Gavin Newsom has signed several measures to strengthen California’s cannabis laws, One of the ten cannabis related legislative bills he signed – AB 2188 – might be a significant problem for California employers.
The legislative analysis provided the backstory to this new law. In March 2021, when the State Personnel Board heard a case regarding the dismissal of a CalTrans maintenance worker for testing positive for THC upon his return to duty after a leave of absence. In upholding the Administrative Law Judge’s decision to revoke his termination, the Board ruled that a positive urinalysis test for marijuana, on its own, is not grounds for dismissal. In this case, there was no evidence that the worker was “under the influence of marijuana when he reported for duty or on standby for duty or that he possessed or used marijuana while on duty or on standby.”
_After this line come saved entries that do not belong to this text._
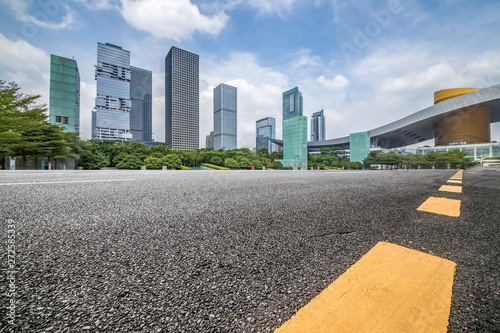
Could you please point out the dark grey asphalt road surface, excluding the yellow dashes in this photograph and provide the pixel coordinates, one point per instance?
(228, 251)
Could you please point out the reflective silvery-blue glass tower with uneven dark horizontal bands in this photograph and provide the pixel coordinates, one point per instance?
(111, 117)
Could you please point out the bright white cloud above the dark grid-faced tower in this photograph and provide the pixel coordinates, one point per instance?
(173, 19)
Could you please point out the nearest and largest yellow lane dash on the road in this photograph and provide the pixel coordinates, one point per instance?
(390, 289)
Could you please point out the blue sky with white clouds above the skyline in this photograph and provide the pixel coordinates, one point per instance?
(366, 63)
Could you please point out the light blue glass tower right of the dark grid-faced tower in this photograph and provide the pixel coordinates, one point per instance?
(225, 117)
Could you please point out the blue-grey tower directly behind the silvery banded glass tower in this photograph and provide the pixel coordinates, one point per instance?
(141, 86)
The State Personnel Board also found that the test had limited probative value because it could only show marijuana use at some point in time prior to the worker reporting to work. Thus, a positive drug test for off the job and past use of marijuana cannot be a basis for proving employee impairment.
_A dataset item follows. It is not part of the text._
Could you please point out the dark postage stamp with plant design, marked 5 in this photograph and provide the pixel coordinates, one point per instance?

AB 2188 appears to be a solution for what happened in the CalTrans case.
Under the terms of this new law, after January 1, 2024, it will be unlawful for an employer to discriminate against a person in hiring, termination, or any term or condition of employment, or otherwise penalizing a person, if the discrimination is based the person’s use of cannabis off the job and away from the workplace.
Or to discriminate based upon an employer-required drug screening test that has found the person to have “nonpsychoactive cannabis metabolites” in their hair, blood, urine, or other bodily fluids.
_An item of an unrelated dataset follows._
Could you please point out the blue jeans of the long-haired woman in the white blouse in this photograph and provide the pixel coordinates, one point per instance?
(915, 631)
The new law declares that after “tetrahydrocannabinol is metabolized, it is stored in the body as a nonpsychoactive cannabis metabolite. These metabolites do not indicate impairment, only that an individual has consumed cannabis in the last few weeks” And while “there is consensus that an employee should not arrive at a worksite high or impaired, when most tests are conducted for cannabis, the results only show the presence of the nonpsychoactive cannabis metabolite and have no correlation to impairment on the job.”
And there are several exceptions to the application of this new law. It “does not prohibit an employer from discriminating in hiring, or any term or condition of employment, or otherwise penalize a person based on scientifically valid preemployment drug screening conducted through methods that do not screen for nonpsychoactive cannabis metabolites.
But it does not specify what these allowable alternative screening tests might be. Employers will have slightly more than one year to discover this for themselves.
The law “does not apply to an employee in the building and construction trades.” And it “does not apply to applicants or employees hired for positions that require a federal government background investigation or security clearance in accordance with regulations issued by the United States Department of Defense…”
And finally the new law “does not preempt state or federal laws requiring applicants or employees to be tested for controlled substances, including laws and regulations requiring applicants or employees to be tested, or the manner in which they are tested, as a condition of employment, receiving federal funding or federal licensing-related benefits, or entering into a federal contract.”
California NORML was the sponsor of the bill. Supporters of AB 2188 included the California Cannabis Industry Association, the California Employment Lawyers Association and other similar stakeholders. The legislation was opposed by a large number of employer related organizations including the California Chamber of Commerce, the National Federation of Independent Business and many other groups.